The combination of the dirt, the mice, and everything sounds like nutty homeopathy-style theories for dogs to me. I'm honestly a fan of some of the hippie nonsense that's better supported (e.g. raw feeding, not feeding cats a bunch of grains) and don't see any issue with feeding frozen mice to a dog. It's healthier for them than a whole lot of stuff that dogs commonly get fed. But then there's the people with really weird, clearly wrong ideas like vegan cats or at a less nutty degree but similarly harmful, any raw feeding is better for dogs/cats so let's throw some meat in a bowl and call it good until the cat goes blind from lack of taurine. 

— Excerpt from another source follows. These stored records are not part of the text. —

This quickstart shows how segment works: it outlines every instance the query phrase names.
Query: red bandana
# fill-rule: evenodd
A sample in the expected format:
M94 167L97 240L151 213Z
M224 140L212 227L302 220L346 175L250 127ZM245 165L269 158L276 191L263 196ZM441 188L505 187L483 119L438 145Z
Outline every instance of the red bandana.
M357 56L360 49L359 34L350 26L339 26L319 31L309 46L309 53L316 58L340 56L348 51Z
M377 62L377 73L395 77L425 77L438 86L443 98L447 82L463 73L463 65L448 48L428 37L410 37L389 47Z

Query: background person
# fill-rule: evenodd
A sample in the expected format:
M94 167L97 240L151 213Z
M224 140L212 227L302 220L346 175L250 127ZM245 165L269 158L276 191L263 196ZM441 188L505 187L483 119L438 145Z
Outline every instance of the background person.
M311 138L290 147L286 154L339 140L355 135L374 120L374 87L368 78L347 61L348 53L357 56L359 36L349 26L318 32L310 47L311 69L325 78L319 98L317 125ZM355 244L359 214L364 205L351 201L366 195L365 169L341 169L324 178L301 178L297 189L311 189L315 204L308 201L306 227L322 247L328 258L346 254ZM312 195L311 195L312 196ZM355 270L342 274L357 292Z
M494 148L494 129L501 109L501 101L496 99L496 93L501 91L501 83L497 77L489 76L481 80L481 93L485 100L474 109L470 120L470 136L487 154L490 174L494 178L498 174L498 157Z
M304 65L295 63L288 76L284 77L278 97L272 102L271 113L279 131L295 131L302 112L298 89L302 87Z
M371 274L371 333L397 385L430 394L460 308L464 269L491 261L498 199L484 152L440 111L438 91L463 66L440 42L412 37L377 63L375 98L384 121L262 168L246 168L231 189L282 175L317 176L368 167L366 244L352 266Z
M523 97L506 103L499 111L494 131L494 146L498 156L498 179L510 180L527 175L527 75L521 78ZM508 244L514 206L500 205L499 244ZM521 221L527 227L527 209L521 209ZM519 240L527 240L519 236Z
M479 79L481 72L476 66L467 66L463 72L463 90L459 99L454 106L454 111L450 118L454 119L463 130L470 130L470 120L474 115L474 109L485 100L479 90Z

Closest I could find - but this holistic dog website advocated "soil based organisms" for dogs. That could easily be morphed into "feed them some dirt."
https://thewholedog.com/soil-based-o...sbos-for-pets/

Sooo if this is what's actually happening...I have a feeling you're not going to be able to convince them of anything at all. People who are just doing things for convenience don't really go to the effort of getting mice and bags of dirt so I feel like that's not it. 

You can see what you can convince them of, but if not, you might have to just keep an eye on it and see if it gets bad enough to report as abuse.

----------

_Kira_ (05-30-2017),_Lizardlicks_ (05-30-2017),_MissterDog_ (05-30-2017)

----------


## redshepherd

To be totally honest, the owners with their mice (arguable, but still hinting at weirdness so it adds up) and sprinkling dirt on the dog's food, keeping the dog too thin, and taking water away from 4pm to 6am sounds creepy and wrong as heck. I'd bring it up with the owners too, but they sound like they lack reasoning or logic as normal people to begin with. 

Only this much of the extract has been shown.